Miami-Dade plans to offer the existing courthouse for developers interested in transforming the historic building into a commercial use, such as a hotel or office building. The new courthouse will be larger, with 50 courtrooms instead of the existing 23.
The existing courthouse’s deteriorating conditions — including leaking exterior walls and air-conditioning flaws causing mold issues — were at the center of a campaign by the legal industry in 2014 to win public support for using a county property tax to borrow money for a $390 million replacement. That referendum failed by a nearly 2 to 1 margin.
Bertila Soto, chief judge of the Miami-Dade Circuit Court, said the building problems remain, with staff lawyers recently clearing out of their 19th-floor offices after suffering from breathing issues tied to mold. “It’s an old building,” she said. “It’s a continuous problem that won’t go away unless it’s gutted.”
Miami-Dade’s judges led the latest charge for a new courthouse, tapping the legal industry to help in a campaign to resolve a previous standoff between commissioners and Gimenez. The mayor had sought an alternate site next to the existing Children’s Courthouse to lower construction costs, but commissioners went with judges’ preferred location on Flagler Street.

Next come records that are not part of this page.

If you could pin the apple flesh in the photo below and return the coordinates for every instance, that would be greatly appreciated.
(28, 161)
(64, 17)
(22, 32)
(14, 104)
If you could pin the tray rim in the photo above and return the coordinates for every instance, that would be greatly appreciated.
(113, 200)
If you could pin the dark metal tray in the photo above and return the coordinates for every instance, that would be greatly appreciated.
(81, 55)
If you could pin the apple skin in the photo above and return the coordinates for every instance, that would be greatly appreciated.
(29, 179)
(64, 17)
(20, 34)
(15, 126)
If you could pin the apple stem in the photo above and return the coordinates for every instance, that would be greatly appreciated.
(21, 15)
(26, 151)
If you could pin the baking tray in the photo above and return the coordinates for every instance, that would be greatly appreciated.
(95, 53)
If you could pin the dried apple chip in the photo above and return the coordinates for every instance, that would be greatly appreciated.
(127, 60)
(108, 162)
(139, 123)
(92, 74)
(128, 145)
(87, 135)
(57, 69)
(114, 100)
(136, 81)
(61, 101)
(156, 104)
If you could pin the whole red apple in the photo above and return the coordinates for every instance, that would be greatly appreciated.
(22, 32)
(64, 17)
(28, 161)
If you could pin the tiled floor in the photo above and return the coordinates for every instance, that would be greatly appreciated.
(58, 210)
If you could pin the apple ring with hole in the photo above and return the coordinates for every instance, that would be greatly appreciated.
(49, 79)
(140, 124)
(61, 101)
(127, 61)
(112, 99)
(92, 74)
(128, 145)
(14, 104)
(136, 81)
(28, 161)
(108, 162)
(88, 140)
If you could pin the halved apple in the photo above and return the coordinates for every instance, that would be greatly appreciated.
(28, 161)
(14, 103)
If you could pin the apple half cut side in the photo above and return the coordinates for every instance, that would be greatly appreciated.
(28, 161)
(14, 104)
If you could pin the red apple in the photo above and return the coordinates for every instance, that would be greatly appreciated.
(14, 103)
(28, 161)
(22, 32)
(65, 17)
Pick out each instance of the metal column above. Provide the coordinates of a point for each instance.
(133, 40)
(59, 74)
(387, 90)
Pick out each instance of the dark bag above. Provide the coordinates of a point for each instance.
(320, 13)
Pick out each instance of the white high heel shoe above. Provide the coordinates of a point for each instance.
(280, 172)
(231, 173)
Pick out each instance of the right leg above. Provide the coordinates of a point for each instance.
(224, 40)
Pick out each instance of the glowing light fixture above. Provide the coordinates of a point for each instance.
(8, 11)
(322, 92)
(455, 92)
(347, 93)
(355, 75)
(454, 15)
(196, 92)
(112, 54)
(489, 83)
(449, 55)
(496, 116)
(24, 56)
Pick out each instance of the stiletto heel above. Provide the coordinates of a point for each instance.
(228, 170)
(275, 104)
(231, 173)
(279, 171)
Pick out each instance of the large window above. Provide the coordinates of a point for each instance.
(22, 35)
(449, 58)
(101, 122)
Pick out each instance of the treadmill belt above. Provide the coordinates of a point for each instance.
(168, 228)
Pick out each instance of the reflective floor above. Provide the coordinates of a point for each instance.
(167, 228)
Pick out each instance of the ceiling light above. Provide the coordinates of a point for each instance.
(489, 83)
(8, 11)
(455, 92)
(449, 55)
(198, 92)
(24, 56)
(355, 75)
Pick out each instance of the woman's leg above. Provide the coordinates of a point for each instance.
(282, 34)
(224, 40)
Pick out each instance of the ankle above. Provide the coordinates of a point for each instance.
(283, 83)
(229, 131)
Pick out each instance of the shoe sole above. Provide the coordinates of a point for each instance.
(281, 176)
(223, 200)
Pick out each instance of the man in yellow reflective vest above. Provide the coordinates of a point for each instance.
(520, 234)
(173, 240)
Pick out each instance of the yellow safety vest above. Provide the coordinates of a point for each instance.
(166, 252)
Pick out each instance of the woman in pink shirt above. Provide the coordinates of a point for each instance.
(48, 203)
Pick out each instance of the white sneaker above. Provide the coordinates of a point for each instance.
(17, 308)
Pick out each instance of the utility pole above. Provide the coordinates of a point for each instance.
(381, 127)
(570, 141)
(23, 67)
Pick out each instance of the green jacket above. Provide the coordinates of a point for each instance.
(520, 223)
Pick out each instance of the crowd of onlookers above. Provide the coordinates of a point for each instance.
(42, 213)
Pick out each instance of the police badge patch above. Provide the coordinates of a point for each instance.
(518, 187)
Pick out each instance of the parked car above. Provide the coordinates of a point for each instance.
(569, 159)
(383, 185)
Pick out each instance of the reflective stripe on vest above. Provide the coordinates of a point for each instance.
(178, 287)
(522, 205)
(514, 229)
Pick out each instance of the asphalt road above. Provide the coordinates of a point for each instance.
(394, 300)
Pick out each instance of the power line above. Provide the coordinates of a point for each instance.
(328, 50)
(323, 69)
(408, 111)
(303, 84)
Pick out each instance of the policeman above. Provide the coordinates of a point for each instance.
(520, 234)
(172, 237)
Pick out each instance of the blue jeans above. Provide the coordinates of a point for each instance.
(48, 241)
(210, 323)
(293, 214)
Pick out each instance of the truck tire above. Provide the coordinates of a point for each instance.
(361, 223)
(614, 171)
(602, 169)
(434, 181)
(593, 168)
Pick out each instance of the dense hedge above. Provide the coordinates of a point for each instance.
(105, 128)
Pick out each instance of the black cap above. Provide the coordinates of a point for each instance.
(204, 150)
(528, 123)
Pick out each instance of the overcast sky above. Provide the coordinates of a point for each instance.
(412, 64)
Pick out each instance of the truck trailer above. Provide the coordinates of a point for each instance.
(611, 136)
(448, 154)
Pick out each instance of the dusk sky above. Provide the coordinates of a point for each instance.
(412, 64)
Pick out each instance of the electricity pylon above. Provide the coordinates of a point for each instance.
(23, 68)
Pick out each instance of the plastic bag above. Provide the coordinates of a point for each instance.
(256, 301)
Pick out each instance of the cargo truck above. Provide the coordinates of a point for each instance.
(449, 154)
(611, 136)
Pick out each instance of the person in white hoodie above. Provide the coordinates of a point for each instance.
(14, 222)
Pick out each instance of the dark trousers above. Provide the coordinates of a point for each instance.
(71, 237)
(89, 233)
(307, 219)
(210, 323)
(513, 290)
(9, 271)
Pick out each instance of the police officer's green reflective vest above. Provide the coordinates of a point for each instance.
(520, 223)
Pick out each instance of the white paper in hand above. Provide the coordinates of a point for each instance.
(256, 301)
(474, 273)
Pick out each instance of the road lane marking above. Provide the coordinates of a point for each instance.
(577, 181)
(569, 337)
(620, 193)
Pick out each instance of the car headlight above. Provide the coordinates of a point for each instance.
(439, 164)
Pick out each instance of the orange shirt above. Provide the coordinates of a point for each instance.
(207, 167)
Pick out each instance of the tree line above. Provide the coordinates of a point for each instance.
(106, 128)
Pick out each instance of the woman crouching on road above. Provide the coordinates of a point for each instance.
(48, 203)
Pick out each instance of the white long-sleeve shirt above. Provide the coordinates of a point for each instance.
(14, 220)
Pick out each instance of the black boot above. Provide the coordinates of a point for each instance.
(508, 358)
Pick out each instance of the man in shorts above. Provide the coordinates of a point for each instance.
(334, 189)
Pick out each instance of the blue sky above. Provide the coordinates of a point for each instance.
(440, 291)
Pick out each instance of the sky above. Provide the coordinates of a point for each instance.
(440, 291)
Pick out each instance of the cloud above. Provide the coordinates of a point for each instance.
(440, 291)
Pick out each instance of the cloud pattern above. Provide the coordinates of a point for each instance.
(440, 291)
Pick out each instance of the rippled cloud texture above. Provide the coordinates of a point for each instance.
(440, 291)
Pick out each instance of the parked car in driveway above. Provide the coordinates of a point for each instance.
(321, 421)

Gimenez didn’t block the process but issued a memo in July warning of future service cuts to pay for the courthouse without improvements in Miami-Dade’s financial forecasts. Bidders had not revealed their prices at the time, and the Gimenez administration estimated then that it would have to pay a courthouse developer about $1.2 billion over 30 years.
With Plenary’s bid, the actual cost dropped by about 35%. In this week’s memo recommending the Plenary proposal, Gimenez did not address long-term revenue shortfalls that his top budget administrator said remain. The county’s current budget predicts an overall shortfall of $134 million by the time Miami-Dade makes its first courthouse payment of $25 million in January 2024, the building’s planned opening.
The courthouse is one part of that problem, along with soaring healthcare costs for county workers, increased transit expenses, and a loss of revenue tied to utility taxes.
A $25 million courthouse payment “is beyond what is available right now,” said Jennifer Moon, a deputy mayor who also serves as budget director. “But it’s not the only thing that’s beyond.”